Devil's Bargain
- Book cover
- Author: Joshua Green
- Audio read by: Fred Sanders
- Language: English
- Subject: United States politics
- Publisher: Penguin Press
- Publication date: July 18, 2017
- Publication place: United States
- Media type: Print (Hardcover)
- Pages: 288
- ISBN: 978-0-7352-2502-2 (Hardcover)
- OCLC: 988290255

= Devil's Bargain =

Book about Donald Trump's 2016 presidential campaign

Devil's Bargain: Steve Bannon, Donald Trump, and the Storming of the Presidency is a 2017 book by Bloomberg Businessweek journalist Joshua Green about the partnership between Donald Trump and Steve Bannon that led to their 2016 political victory and the rise of the alt-right. Prior to writing the book, Green had worked as a journalist for The Atlantic and Bloomberg, where he garnered experience reporting on conservatives. He had previously written a profile on Bannon in 2015, and interviewed Bannon for the book.

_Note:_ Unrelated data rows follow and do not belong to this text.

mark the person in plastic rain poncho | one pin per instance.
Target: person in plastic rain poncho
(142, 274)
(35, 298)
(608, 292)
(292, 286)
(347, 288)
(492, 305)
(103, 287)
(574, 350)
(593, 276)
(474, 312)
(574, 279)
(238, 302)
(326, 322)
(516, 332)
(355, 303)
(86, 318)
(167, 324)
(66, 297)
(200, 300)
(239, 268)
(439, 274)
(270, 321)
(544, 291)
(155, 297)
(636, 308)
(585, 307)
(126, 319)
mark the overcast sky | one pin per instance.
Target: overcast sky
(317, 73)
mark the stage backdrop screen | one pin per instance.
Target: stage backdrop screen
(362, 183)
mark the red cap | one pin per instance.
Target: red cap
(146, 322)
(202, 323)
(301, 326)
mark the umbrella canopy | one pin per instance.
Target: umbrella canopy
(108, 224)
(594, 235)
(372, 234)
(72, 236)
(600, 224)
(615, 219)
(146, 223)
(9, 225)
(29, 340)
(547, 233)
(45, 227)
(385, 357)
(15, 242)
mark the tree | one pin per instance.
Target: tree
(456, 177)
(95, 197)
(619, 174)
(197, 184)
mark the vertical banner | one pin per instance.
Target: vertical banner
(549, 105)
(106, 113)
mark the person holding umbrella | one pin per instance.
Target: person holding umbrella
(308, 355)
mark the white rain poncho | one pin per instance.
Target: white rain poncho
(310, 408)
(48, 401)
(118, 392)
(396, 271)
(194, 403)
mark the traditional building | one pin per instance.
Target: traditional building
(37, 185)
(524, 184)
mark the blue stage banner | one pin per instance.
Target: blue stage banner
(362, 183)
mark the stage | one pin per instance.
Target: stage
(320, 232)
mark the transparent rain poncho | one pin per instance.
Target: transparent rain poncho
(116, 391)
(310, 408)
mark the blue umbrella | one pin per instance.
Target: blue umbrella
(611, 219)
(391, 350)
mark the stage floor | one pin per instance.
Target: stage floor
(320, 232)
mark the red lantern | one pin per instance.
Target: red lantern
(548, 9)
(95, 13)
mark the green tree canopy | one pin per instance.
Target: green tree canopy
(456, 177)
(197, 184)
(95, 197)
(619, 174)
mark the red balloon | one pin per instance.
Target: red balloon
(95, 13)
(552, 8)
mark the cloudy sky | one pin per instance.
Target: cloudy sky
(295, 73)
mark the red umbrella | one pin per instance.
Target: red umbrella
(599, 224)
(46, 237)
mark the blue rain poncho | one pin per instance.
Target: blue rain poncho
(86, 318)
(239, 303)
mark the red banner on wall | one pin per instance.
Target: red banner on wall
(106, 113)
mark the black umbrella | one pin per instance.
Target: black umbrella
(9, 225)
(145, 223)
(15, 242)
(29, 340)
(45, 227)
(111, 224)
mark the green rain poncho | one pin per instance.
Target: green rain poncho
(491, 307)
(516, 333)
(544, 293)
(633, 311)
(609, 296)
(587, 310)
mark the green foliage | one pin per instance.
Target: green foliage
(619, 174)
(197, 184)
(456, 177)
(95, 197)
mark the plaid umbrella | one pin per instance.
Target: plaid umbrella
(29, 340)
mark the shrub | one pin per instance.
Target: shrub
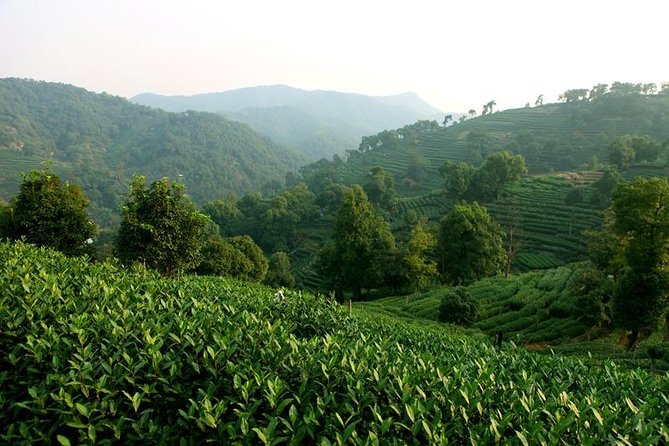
(458, 307)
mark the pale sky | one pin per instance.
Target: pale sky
(456, 55)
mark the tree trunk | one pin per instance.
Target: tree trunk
(633, 340)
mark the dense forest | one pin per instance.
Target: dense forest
(452, 243)
(99, 141)
(314, 123)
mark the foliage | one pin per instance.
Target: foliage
(592, 291)
(379, 188)
(470, 244)
(99, 141)
(225, 213)
(278, 272)
(421, 271)
(361, 241)
(458, 177)
(221, 258)
(458, 307)
(500, 170)
(92, 353)
(47, 212)
(640, 223)
(256, 266)
(621, 153)
(160, 228)
(603, 188)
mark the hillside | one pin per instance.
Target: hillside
(100, 141)
(552, 137)
(93, 353)
(317, 123)
(546, 311)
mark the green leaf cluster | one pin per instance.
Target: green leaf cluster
(48, 212)
(470, 244)
(93, 353)
(160, 228)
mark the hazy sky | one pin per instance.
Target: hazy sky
(456, 55)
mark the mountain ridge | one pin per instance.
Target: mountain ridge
(305, 120)
(99, 141)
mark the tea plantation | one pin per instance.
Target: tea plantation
(91, 353)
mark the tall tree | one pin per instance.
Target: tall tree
(354, 259)
(421, 272)
(470, 244)
(458, 177)
(278, 272)
(48, 212)
(380, 188)
(500, 170)
(160, 227)
(639, 226)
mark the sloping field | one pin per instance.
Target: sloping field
(96, 354)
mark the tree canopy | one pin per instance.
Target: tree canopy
(160, 227)
(470, 244)
(636, 244)
(48, 212)
(361, 240)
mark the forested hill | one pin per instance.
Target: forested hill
(551, 137)
(317, 123)
(99, 141)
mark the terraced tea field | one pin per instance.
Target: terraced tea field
(12, 164)
(531, 307)
(91, 353)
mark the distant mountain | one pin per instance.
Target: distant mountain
(551, 137)
(99, 141)
(317, 123)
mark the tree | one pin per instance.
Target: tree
(574, 95)
(47, 212)
(621, 153)
(604, 187)
(500, 170)
(645, 148)
(639, 225)
(379, 188)
(420, 271)
(236, 257)
(257, 260)
(598, 91)
(160, 227)
(220, 258)
(278, 273)
(487, 108)
(225, 213)
(470, 244)
(354, 259)
(458, 177)
(447, 119)
(458, 307)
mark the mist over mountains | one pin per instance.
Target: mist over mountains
(316, 123)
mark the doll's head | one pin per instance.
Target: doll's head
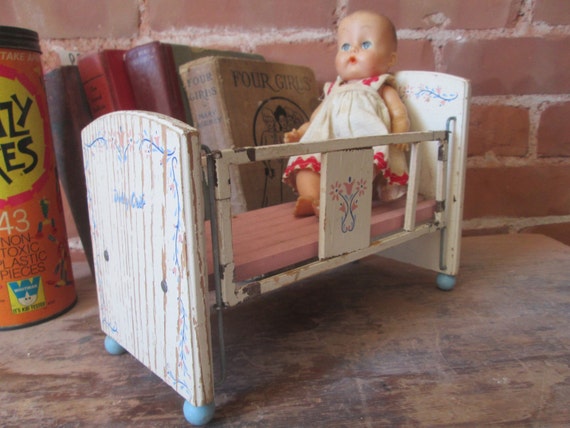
(367, 46)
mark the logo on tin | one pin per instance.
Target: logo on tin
(26, 295)
(23, 153)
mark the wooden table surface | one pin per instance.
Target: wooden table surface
(370, 344)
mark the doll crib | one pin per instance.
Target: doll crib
(157, 259)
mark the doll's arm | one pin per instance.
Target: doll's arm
(398, 113)
(296, 134)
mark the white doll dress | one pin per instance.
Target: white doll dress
(354, 110)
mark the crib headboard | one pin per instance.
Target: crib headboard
(143, 176)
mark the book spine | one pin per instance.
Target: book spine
(95, 84)
(202, 84)
(116, 73)
(154, 79)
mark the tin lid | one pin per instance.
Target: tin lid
(19, 38)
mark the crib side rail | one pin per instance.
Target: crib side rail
(336, 249)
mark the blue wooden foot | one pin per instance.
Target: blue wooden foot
(445, 282)
(113, 347)
(199, 415)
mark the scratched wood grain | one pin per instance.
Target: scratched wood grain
(371, 344)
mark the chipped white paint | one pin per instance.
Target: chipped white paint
(144, 177)
(146, 213)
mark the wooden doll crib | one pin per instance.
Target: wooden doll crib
(156, 257)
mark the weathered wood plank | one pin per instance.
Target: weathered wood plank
(271, 239)
(369, 344)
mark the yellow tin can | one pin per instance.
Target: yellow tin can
(36, 281)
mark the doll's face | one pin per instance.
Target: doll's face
(366, 46)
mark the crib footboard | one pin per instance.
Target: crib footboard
(146, 207)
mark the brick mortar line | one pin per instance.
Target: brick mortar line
(514, 224)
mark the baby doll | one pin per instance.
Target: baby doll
(361, 102)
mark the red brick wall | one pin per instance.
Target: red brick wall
(516, 53)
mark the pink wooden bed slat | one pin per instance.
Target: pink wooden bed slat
(270, 239)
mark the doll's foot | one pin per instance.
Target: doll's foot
(304, 207)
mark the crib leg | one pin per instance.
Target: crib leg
(198, 415)
(445, 282)
(113, 347)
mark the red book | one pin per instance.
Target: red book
(69, 114)
(154, 78)
(106, 82)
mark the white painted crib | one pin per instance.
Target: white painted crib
(156, 257)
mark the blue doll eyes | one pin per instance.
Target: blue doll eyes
(364, 45)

The book describes Bannon's role in the 2016 U.S. presidential election and how he helped lead Trump to success by capitalizing on the support of white males.

The New York Review of Books called Green's work a "cautionary tale". The New York Times described Green's research as "deeply reported". The Washington Post commented Green was able to shed a light on Bannon's political operations. The Guardian concluded Devil's Bargain successfully illuminated the "symbiotic relationship" between Trump and Bannon. Paste commented on the writing style of the "compelling stories" in Green's work. Salon observed Green had "amazing access" during the course of his research for the book.

==Contents summary==
Devil's Bargain details the relationship between Trump and Bannon, the gaining influence of the alt-right movement during the same time period, and the events which led up to Trump's victory in the 2016 U.S. presidential election. Green describes the shared dislike of Hillary Clinton felt by Trump and Bannon, and their mutual dislike for the state of the country prior to Trump's campaign.

The book recounts the precise nature of why Chris Christie was fired by Trump from the presidential campaign. Green writes the firing was due to Christie attempting to use his own personal cell phone to take a call on election night from President Barack Obama.

The author writes that Bannon garnered knowledge in his work with Breitbart News on how best to gather together white men who would support Trump in his election bid. Green concludes that there was a Shakespearean irony in the fact that Bannon succeeded in getting Trump elected as U.S. president, but his candidate lacked the personal restraint necessary to accomplish simple goals.

==Composition and publication==
Prior to writing Devil's Bargain, Green had worked as a journalist at The Atlantic and subsequently Bloomberg Businessweek, where he reported on Republican political figures after the George W. Bush administration. Green wrote an article for Bloomberg which gave a detailed analysis of Bannon in October 2015, ten months before Bannon assumed leadership of Trump's campaign for U.S. president. Green interviewed Bannon himself for the book.

==Reception==
The New York Review of Books wrote in its review, "Green's book is in part a cautionary tale: both Trump and Bannon have a history of being taken lightly only to rear up and catch the skeptics by surprise." The New York Times called the book a "deeply reported and compulsively readable account of Bannon's fateful political partnership with Trump". The Washington Post wrote, "Green's book strips away the mystery surrounding Bannon". The Guardian commented that the book "vividly pulls back the curtain on the symbiotic relationship between two of America's most polarizing figures." Paste magazine wrote that "There are several, compelling stories in the book". Salon noted, "Green does seem to have had amazing access to many people, most especially Bannon himself whom he apparently interviewed at length."

==Influence==
Devil's Bargain is mentioned in Michael Wolff's 2018 book Fire and Fury: Inside the Trump White House.